Distinguishing Armstrong, the Court of Appeals in the case at bar held, “the keeper status ends when the keeper relinquishes not only control, but also shelter or custody — such that the custody, care and control of the dog are all exercised by the owner. It is then that the keeper’s “authority” over the dog is at an end (emphasis in original).”

Because Seefeldt continued to maintain the dog at her home, and never relinquished custody of it, the court concluded that she remained a “keeper” strictly liable for the dog bites.

Judge Brown wrote separately to defend the policy choice to hold homeowners strictly liable for dogs living in their homes.

Brown wrote, “I do not believe the [L]egislature meant to allow the keeper of the dog to avoid strict liability … by pointing a finger at someone else and arguing that at that certain moment in time, even though the dog was still within the perimeter of the owner’s property, he or she had temporarily stopped being the keeper. To allow such a result would be to drown the statute in a sea of minutiae.”

Snyder dissented, concluding that Koetting was inconsistent with an earlier precedent, Janssen v. Voss, 189 Wis. 222, 207 N.W. 279 (1926). Janssen held that a keeper, as opposed to an owner, has only limited authority over the dog, and therefore is liable only if he has actual control over the dog at the time of the accident.

Snyder also criticized Koetting for improperly extending the holding in Hagenau v. Millard, 182 Wis. 544, 195 N.W. 718 (1923). In Hagenau, the dog was owned by the defendant’s child; in Koetting, it was owned by the defendant’s adult daughter.

Snyder maintained that it was incorrect for the Supreme Court to equate the adult daughter in Koetting with the child in Hagenau.

Case Analysis

Even assuming that policy considerations support the decision in this case, whether Koetting remains valid law would be a good issue for review in the Wisconsin Supreme Court.

In this case, the attack began while the dogs were on the homeowner’s property — they ran from the house, across the street, to make the attack.

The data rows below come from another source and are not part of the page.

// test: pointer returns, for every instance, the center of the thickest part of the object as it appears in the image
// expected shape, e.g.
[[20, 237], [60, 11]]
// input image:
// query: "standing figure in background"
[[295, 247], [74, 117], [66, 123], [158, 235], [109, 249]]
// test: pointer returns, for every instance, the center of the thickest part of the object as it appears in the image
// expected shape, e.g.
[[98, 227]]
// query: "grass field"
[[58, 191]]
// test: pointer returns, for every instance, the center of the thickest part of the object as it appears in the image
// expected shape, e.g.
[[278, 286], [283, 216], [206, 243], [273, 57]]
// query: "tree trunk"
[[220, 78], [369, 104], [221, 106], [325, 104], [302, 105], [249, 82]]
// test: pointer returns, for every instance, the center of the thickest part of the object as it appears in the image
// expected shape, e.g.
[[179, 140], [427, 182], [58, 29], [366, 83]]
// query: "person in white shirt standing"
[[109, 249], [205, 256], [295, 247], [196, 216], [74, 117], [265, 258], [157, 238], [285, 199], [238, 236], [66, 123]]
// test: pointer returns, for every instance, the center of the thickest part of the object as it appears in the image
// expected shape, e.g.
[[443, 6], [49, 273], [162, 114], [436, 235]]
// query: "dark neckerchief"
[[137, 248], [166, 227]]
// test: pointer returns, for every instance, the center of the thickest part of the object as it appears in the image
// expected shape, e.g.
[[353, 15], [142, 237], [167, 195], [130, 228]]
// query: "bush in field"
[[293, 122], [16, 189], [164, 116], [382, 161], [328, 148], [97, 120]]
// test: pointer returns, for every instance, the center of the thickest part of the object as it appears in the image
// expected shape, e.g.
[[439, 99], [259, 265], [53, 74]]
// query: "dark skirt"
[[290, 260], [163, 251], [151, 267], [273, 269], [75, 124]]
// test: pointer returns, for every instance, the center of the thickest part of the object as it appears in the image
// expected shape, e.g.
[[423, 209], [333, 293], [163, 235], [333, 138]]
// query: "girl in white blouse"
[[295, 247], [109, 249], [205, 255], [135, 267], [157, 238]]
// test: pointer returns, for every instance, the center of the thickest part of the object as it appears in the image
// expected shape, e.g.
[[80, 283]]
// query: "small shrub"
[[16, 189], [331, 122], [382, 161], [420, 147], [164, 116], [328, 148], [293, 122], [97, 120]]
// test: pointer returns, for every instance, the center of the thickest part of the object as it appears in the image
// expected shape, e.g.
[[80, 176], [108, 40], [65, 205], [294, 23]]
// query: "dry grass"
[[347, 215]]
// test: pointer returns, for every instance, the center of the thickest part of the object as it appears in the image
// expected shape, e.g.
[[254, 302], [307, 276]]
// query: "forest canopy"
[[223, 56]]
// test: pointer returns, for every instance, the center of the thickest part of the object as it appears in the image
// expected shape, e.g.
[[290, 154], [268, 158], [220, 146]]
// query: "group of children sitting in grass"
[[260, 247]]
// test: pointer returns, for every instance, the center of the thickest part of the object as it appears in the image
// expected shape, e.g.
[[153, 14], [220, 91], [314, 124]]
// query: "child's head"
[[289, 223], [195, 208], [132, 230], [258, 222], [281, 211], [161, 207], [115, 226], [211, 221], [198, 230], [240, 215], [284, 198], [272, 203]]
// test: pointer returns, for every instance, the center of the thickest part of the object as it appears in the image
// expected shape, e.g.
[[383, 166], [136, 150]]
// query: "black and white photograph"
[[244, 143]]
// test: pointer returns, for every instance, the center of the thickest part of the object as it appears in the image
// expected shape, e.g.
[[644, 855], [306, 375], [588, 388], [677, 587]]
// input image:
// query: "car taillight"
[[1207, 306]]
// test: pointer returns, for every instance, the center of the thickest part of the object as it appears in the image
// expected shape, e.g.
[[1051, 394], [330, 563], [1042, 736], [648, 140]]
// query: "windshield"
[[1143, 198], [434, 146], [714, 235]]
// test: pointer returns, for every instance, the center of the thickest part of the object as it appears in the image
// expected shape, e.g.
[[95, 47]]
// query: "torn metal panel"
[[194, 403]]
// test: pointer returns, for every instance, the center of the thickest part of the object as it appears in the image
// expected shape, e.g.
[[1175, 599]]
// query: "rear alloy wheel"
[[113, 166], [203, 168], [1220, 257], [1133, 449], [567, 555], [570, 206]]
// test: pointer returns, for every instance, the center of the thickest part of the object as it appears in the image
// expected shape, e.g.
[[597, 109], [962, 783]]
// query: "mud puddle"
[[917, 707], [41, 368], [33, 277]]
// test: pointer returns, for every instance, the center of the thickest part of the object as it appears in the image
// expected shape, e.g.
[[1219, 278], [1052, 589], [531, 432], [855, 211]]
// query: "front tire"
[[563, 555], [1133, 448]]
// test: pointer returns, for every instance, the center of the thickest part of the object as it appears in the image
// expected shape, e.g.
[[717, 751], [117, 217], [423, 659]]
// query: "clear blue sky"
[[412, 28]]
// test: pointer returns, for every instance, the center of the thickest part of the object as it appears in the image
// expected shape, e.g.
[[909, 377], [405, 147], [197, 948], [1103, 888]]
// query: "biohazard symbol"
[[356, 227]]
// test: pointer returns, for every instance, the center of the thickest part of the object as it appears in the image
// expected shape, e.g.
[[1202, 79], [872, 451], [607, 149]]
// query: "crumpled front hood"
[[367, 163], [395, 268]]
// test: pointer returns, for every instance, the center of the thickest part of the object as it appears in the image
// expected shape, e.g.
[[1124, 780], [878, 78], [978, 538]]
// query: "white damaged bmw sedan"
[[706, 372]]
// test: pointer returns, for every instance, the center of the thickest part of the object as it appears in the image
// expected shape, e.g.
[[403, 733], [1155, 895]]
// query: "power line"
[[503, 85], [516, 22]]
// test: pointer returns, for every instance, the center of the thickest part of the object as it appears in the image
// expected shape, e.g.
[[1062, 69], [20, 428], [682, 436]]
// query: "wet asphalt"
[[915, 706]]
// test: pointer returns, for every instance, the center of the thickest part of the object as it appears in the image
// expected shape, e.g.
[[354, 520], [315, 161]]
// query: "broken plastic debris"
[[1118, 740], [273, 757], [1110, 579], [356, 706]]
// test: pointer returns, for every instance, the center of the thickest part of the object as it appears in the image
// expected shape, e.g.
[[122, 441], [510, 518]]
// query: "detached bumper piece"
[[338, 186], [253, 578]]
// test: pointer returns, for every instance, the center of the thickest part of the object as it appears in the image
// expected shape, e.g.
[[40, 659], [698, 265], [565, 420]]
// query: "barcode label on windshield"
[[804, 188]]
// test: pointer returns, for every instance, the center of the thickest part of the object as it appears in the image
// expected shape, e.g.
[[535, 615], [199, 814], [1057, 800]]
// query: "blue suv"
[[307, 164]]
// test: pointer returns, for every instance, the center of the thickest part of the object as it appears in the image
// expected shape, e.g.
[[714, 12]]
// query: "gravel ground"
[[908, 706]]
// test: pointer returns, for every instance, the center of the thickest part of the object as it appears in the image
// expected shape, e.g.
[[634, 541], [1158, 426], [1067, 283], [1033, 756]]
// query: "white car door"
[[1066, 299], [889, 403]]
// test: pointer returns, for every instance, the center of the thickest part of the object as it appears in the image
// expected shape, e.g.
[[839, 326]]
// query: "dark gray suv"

Under the court’s holding, however, and under Koetting, the homeowner would still be liable for an attack that occurred miles away from the property, while the dog was under the exclusive control of his tenant. In Koetting, the homeowner’s adult daughter was taking the dog for a walk at the time of the attack.

As a policy matter, there is no reason why a property owner should be liable for such attacks, when he does not own the dog, exercises no care for it, and merely permits the dog and its owner to live in his home.

Even Judge Brown’s concurrence, which discusses the policy issues, rather than the case law, emphasizes that “the dog was still within the perimeter of the [home]owner’s property.”

The concurrence also speaks of injury to “neighbors, passers-by and others in proximity.”
Yet, if Koetting is still valid law, these considerations are irrelevant; the homeowner is liable, wherever the attack occurs, despite the absence of any proximity to the homeowner’s property.

Also, there is a certain fallacy in the following statement by the court: “the [homeowner’s] keeper status ends when the keeper relinquishes not only control, but also shelter or custody — such that the custody, care and control of the dog are all exercised by the owner. It is then that the keeper’s ‘authority’ over the dog is at an end.”

On its face, this sentence equates shelter and care.

However, homeowners in the position of Seefeldt do not provide care for their tenants’ dogs (nor custody or control for that matter); they provide shelter, and shelter only.

Thus, the court’s opinion illogically says that, to cease being a keeper under the statute, a homeowner must relinquish powers that he doesn’t have in the first place.